Bu süreçte kimsenin hakkını yemeden çalıştığını, hiçbir siyasi propagandada yer almadığını belirten Furkan Dayanç, evlendikten sonra o topluluktan kimseyle görüşmediğini belirterek “Ben bunları yaparken benim kafemin isimleri sökülüp parti logoları yapıştırıldı, içkiler içildi, günler yapıldı, yemekler yenildi, planlar yapıldı” dedi.
Dişini sıkıp susmak zorunda kaldığını ancak bardağı taşıran son damlanın ise şirketteki hissesinin haberi olmadan sahte imzayla kendi üzerinden alınıp S.Ş.’in üzerine verilmesi olduğunu açıklayan Furkan Dayanç, “Ben kendi şirketimden hakkım verilmeden alıkonuldum. Anlattıklarımın tamamı ispatlı ve belgelidir. Bugünden itibaren de anlatacaklarım sadece beni bağlar; çünkü vicdanım rahat şekilde söyleyebilirim ki ben bu insanların kirli düzeninden ne bir lira para kazandım ne de kendimi pazarladım. Hukuki olarak tüm başvurularımı en kısa sürede yapacağım” diye konuştu.
İŞTE FURKAN DAYANÇ’IN AÇIKLAMASININ TAMAMI:
Furkan Dayanç, e-devlet uygulamasından üzerine kayıtlı şirket ortalığının olmadığını gösteren sorgulama sayfasını paylaşarak şu açıklamayı yaptı:
Pandemi döneminde çalıştığım İga'dan ayrılıp memleketim Alanya'ya geldim ve her genç gibi ben de çalışıp ekonomik bağımsızlığını sağlamak, hayallerime ulaşmak, aile kurmak için yollar aradım. Hiçbir zaman siyasi bir topluluğa girmek istemedim ve hala da istemiyorum. Ancak babamın baskısı ve imkanlarımın kısıtlı olması sebebiyle üniversite sınavında baraj puanı kalkana kadar barajı bile geçememiş iki çocuktan bir tanesiyle babamın verdiği 100.000€ sermayeyle %50 müşterek ortak şekilde bir şirket kurdum ve ticarete başladım.
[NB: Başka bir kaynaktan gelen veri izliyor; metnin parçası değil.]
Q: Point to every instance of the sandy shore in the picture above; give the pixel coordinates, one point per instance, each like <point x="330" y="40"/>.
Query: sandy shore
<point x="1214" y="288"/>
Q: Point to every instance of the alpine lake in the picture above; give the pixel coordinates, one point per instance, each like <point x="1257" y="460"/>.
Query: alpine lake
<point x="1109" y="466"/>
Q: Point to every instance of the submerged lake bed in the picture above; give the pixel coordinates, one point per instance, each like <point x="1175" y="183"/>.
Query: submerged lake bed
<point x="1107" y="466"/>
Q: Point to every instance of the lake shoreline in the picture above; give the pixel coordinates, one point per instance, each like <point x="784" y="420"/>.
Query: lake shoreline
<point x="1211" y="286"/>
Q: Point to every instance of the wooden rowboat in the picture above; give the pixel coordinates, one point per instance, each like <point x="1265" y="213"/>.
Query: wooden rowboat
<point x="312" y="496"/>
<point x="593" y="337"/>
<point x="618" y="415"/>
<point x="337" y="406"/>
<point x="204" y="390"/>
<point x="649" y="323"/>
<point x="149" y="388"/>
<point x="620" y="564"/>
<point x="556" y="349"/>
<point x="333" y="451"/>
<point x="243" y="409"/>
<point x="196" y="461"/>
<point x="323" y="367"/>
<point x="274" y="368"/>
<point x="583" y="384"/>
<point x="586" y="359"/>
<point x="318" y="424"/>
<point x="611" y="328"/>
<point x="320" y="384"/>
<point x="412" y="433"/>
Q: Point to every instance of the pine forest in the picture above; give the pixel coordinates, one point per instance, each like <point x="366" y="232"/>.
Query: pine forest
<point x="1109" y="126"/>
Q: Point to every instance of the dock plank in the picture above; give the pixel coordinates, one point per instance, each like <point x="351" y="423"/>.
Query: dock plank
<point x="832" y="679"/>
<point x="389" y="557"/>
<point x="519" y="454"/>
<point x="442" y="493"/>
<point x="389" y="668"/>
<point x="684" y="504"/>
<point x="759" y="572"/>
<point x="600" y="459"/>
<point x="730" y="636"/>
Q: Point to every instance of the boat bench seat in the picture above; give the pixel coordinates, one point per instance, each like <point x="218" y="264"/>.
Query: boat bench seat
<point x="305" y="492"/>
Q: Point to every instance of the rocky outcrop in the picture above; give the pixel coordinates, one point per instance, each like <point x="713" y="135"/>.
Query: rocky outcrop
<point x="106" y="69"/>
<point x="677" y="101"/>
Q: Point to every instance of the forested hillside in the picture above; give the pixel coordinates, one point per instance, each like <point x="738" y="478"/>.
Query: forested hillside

Bu süreçte yüzlerce insanla çalıştım ve kimsenin ne hakkını yedim ne de yedirdim. Hiçbir siyasi propaganda da yer almadım. Bu süreç 2020 den evlendiğim tarih olan 30.09.2023 e kadar yaşanan süreçtir. Bu tarihten beri kendi öz anne ve babam da dahil olmak üzere bu topluluktan kimseyle görüşmedim. Ben bunları yaparken benim kafemin isimleri sökülüp parti logoları yapıştırıldı, içkiler içildi, günler yapıldı, yemekler yenildi, planlar yapıldı. İnsan maalesef ülkemizde bazen dişini sıkıp susmak zorunda kalabiliyor.
Bardağı taşıran son damla ise şirketteki hisselerimin haberim olmadan sahte imzayla benim üzerimden alınıp S.Ş. üzerine verilmesi oldu. Bu zamana kadar neredeydin diyenler olabilir. Buradaydım. Ben kendi şirketimden hakkım verilmeden alıkonuldum anlattıklarımın tamamı ispatlı ve belgelidir. Bugünden itibaren de anlatacaklarım sadece beni bağlar çünkü vicdanım rahat şekilde söyleyebilirim ki ben bu insanların kirli düzeninden ne bir lira para kazandım ne de kendimi pazarladım. Hukuki olarak tüm başvurularımı en kısa sürede yapacağım. Herkese hayırlı Ramazanlar.”